MOSCOW (Pakistan Point News / Sputnik - 18th November, 2022) Russia regrets that the Hague District Court disregarded the principles of impartial justice for the sake of the current political environment, targeting Moscow during its MH17 crash proceedings, the Russian Foreign Ministry said on Thursday.

The Hague District Court said earlier on Thursday that it had found Russian citizens Igor Girkin, Sergei Dubinsky and Ukrainian citizen Leonid Kharchenko guilty of the MH17 plane crash in eastern Ukraine in 2014, and of killing 298 of its passengers. It also ruled that the Buk missile that downed the place was fired from an area controlled by the Donetsk People's Republic and not Ukraine at the time of the incident.

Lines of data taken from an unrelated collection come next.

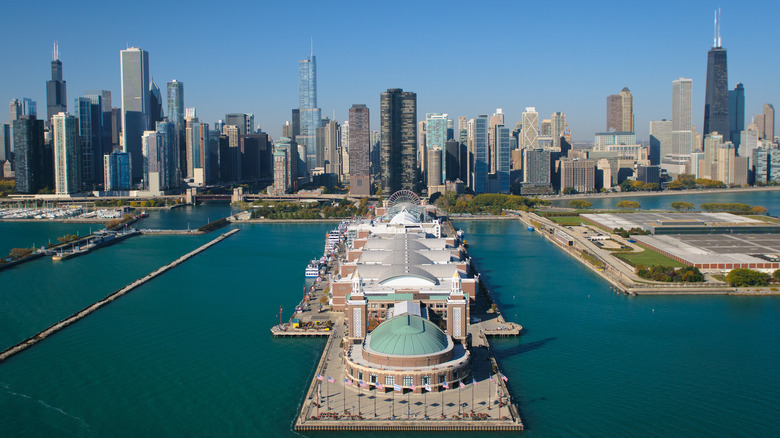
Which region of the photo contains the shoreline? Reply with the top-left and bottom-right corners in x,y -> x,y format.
541,185 -> 780,201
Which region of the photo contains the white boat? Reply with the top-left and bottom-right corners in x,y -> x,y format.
305,260 -> 320,278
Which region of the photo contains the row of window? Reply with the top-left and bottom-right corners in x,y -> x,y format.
351,369 -> 461,387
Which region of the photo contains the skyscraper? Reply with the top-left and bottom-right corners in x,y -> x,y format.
728,83 -> 745,148
426,113 -> 448,183
671,78 -> 693,173
225,113 -> 254,137
13,115 -> 45,193
471,115 -> 489,194
149,80 -> 163,126
620,88 -> 634,132
703,9 -> 729,144
756,104 -> 775,141
52,112 -> 81,194
550,112 -> 566,150
120,47 -> 150,180
606,94 -> 622,132
167,80 -> 184,180
84,90 -> 113,174
650,120 -> 672,167
298,51 -> 321,174
46,43 -> 67,125
349,104 -> 370,196
488,109 -> 504,173
380,88 -> 417,195
74,97 -> 101,190
521,108 -> 539,149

"We deeply regret that the Hague District Court neglected the principles of impartial justice for the sake of the current political environment," the ministry said in a statement.

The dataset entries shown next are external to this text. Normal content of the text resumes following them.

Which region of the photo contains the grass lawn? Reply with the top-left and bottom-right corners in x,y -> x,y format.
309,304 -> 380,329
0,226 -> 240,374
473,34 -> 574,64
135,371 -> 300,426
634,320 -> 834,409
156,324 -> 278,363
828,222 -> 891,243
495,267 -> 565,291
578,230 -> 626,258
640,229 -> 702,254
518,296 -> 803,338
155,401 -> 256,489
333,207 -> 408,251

Moscow suggested that through these actions, the court has damaged the reputation of the entire Dutch judicial system.

"Both the course and the results of the proceedings indicate that it was based on a political order for corroborating the version, promoted by the Hague and its associates in the joint investigation team, about Russia's involvement in the tragedy," the statement read.

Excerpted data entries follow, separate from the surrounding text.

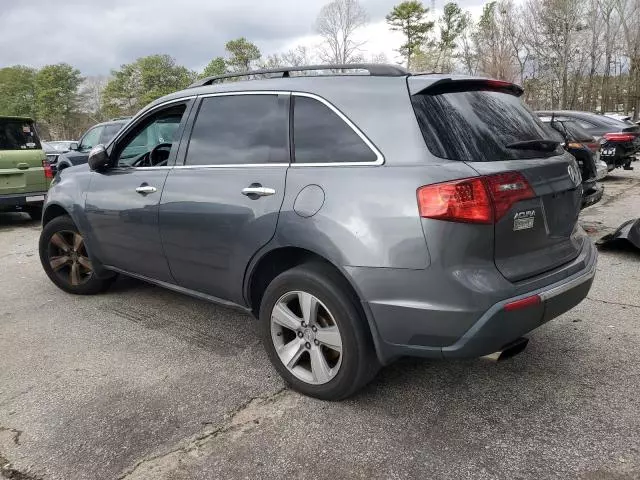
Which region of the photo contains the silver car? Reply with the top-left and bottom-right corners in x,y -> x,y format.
38,64 -> 597,400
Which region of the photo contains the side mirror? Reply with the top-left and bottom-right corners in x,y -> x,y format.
69,142 -> 79,151
88,145 -> 110,171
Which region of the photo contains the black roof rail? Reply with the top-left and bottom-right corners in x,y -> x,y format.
190,63 -> 409,87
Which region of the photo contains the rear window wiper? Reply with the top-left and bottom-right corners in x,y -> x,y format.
505,139 -> 560,151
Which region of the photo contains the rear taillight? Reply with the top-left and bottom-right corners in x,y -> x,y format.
417,177 -> 492,224
603,133 -> 635,142
42,159 -> 53,179
417,172 -> 535,224
483,172 -> 535,220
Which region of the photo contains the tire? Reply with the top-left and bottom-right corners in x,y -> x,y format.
259,262 -> 379,400
25,205 -> 43,221
39,215 -> 115,295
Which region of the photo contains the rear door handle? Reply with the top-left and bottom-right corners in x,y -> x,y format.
242,186 -> 276,197
135,185 -> 157,194
17,162 -> 29,170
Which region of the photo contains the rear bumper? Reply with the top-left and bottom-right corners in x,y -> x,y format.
353,239 -> 597,364
441,247 -> 596,358
0,192 -> 47,211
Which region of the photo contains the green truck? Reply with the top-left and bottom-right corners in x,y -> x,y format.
0,116 -> 52,220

The Russian Foreign Ministry recalled that Moscow was not a party in the case, though the Dutch prosecutor's office tried to present the matter differently.

"The court was assigned the role of an extra, tasked with fitting the evidence base to the guilty verdict and ignoring facts contradicting it. As we can see, the Dutch Themis (Greek goddess of justice) managed this task well," the statement added.

According to Moscow, the court was unprecedentedly pressured by Dutch politicians, representatives of the prosecutor's office and media throughout the entire process. They imposed a politically motivated outcome of the proceedings on the judicial body. The case has nothing to do with objectivity and impartiality, the Russian Foreign Ministry said.

The trial in the Netherlands has every chance of becoming one of the most scandalous in the history of legal proceedings with its "extensive list of oddities, inconsistencies and dubious arguments of the prosecution," the ministry concluded.

Alexander Brod, a member of the Russian Presidential Council for Civil Society and Human Rights, also said that the Hague court's verdict did not inspire confidence, since there were too many "dark spots" in the investigation, and the lack of transparency aroused suspicions of political bias.

The MH17 passenger flight from Amsterdam to Malaysia's Kuala Lumpur crashed in the Donbas conflict zone on July 17, 2014. All 298 passengers and crew members on board were killed.

The Dutch-led international Joint Investigation Team (JIT), which does not include Russia, suggested that the aircraft was shot by a Russian-made Buk missile originating from a military brigade stationed in the Russian city of Kursk. The Russian Foreign Ministry said that the JIT allegations of Russia's links to the crash were groundless, adding that the investigation was biased and one-sided.

Meanwhile, Russian Deputy Prosecutor General Nikolay Vinnichenko told Sputnik that Moscow handed over to the Netherlands not only radar data, but also documentation proving that the Buk missile belonged to Ukraine and was launched from the Kiev-controlled territory. However, investigators ignored this information, according to Vinnichenko.